Find Limit of na(n): Help Requested

[Tolya]

Please, help to find limit:
\lim_{n \rightarrow \infty} na(n), where
a(1)=1;<br /> a(n+1)=\frac{a(n)}{1+\left|sin(a(n))\right|}
Thanks for any ideas!

 

[Avodyne]

If the limit exists, then a(n) is going to zero at large n, which can be used to simplify the right-hand side.

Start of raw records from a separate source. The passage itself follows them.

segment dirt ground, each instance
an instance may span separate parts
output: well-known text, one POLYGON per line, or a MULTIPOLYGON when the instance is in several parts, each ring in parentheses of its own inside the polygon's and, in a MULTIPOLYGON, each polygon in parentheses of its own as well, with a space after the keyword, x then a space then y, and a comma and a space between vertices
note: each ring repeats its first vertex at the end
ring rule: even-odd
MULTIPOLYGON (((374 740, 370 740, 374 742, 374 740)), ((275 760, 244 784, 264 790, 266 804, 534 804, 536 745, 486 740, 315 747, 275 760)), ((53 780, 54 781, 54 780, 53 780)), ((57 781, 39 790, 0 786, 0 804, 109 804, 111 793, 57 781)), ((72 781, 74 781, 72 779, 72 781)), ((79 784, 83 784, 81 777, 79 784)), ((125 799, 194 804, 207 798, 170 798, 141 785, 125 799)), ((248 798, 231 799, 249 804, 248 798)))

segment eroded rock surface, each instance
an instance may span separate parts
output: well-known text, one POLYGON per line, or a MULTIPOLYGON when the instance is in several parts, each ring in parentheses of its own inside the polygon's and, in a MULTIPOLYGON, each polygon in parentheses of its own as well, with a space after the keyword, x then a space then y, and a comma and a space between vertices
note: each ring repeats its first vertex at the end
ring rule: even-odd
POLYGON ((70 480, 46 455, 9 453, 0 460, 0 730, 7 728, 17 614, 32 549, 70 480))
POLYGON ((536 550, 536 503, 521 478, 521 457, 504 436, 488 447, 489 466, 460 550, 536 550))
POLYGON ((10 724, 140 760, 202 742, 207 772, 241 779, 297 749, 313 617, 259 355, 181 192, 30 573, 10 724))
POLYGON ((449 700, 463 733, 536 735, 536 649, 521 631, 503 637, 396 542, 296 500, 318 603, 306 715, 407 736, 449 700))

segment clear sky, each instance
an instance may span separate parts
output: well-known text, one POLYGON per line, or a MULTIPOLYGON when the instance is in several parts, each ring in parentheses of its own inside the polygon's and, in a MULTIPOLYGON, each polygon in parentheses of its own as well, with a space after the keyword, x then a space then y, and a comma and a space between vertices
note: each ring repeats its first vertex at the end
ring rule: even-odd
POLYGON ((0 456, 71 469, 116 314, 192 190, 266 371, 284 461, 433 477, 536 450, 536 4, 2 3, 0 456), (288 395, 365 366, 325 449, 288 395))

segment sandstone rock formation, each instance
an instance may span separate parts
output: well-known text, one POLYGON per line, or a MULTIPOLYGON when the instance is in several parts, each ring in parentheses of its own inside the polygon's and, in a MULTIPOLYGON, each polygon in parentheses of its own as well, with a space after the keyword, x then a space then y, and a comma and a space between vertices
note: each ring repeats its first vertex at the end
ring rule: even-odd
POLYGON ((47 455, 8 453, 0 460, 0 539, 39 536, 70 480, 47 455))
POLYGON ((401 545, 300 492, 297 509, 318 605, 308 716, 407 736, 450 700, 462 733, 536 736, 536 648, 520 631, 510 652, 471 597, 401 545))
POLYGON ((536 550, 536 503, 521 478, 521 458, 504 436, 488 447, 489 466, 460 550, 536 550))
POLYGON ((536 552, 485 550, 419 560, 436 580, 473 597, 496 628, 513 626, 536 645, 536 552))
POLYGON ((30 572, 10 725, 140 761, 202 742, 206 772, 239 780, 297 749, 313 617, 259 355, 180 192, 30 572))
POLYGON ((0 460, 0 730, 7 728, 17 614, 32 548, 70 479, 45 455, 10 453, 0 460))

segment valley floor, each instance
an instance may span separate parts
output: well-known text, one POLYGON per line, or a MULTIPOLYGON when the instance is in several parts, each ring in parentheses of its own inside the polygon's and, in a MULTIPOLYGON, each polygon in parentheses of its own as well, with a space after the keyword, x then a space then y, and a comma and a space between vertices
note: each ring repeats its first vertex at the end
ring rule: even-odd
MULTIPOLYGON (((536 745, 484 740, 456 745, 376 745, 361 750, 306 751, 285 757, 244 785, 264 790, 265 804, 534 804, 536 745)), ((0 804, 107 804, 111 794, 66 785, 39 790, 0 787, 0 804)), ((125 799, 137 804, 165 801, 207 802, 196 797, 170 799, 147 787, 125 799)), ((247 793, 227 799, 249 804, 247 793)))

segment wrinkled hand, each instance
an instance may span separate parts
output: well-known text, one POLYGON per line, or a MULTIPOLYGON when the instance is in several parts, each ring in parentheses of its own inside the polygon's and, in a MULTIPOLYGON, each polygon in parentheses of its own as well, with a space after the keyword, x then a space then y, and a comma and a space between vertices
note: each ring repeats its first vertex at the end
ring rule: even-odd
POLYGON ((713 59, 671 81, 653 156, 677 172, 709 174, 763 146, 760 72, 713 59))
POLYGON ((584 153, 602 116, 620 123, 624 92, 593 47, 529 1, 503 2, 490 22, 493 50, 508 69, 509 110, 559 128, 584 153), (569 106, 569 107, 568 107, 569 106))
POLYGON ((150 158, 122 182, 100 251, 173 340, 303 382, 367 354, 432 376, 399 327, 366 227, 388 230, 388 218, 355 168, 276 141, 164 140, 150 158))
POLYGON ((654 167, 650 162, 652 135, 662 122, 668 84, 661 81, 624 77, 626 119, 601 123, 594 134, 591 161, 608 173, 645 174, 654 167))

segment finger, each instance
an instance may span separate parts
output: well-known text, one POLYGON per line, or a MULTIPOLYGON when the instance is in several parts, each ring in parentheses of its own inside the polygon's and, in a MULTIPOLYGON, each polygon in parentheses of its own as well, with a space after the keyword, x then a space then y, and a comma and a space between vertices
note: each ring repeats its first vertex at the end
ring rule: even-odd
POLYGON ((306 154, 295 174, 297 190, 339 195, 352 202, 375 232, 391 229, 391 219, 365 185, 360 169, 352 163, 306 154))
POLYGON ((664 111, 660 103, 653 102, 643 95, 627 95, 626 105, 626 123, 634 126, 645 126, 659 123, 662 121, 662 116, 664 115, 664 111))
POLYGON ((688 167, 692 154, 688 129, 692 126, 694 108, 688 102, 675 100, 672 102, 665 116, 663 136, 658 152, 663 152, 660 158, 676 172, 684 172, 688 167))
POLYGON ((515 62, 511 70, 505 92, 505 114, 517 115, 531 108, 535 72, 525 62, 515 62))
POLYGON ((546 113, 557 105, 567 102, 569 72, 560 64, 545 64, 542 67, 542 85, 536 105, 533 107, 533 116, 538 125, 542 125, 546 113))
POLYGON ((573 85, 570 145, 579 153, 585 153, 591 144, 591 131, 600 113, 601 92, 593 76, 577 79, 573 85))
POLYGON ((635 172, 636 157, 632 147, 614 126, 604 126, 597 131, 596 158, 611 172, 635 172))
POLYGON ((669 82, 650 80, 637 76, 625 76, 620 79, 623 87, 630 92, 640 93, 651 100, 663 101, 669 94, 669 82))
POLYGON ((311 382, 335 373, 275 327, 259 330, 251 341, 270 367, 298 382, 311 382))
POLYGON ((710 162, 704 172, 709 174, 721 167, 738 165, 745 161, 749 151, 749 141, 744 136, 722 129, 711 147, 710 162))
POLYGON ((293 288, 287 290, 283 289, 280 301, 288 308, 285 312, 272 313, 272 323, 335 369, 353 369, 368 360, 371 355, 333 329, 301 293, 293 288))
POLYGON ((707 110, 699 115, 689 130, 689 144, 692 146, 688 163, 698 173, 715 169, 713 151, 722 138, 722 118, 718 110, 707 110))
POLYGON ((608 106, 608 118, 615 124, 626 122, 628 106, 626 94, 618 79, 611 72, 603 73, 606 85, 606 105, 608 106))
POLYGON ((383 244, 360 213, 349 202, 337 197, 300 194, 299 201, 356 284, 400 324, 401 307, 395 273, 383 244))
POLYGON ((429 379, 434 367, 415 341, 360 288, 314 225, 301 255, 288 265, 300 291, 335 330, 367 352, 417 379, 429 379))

Also, at large n, a finite-difference equation can be well approximated by a differential equation.

 

[Tolya]

Thanks. With the help of your post, Avodyne, I found that limit equals 1. Is it correct?
Sorry, but I'm not sure.

 

[Avodyne]

Yes, this is correct!

 

[Tolya]

But actually, I didn't use differential equation :)
\frac{1}{a_{n+1}}=\frac{1+\left|sin(a_n)\right|}{a_n}
It's easy to show that a_n is going to zero at large n, but remains postive. So:
\frac{1}{a_{n+1}}=\frac{1+a_n-\frac{1}{6}a_n^3+o(a_n^3)}{a_n} =\frac{1}{a_n}+1+b_n, where b_n \rightarrow 0, when n \rightarrow \infty.
Use this we can obtain:
\frac{1}{a_{n+1}}=\frac{1}{a_1}+n+b_1+b_2+...+b_n
\frac{1}{na_{n+1}}=\frac{1}{na_1}+1+\frac{b_1+b_2+...+b_n}{n}
When n is going to infinity, we have: (using well-known \lim_{n \rightarrow \infty}\frac{b_1+b_2+...+b_n}{n}=0, where each of b is going to zero with large n)
\lim_{n \rightarrow \infty} \frac{1}{na_{n+1}}=0+1+0=1

In any case, thank you very much, Avodyne. :)

 

[Avodyne]

Very nice. Your analysis is more rigorous than mine was.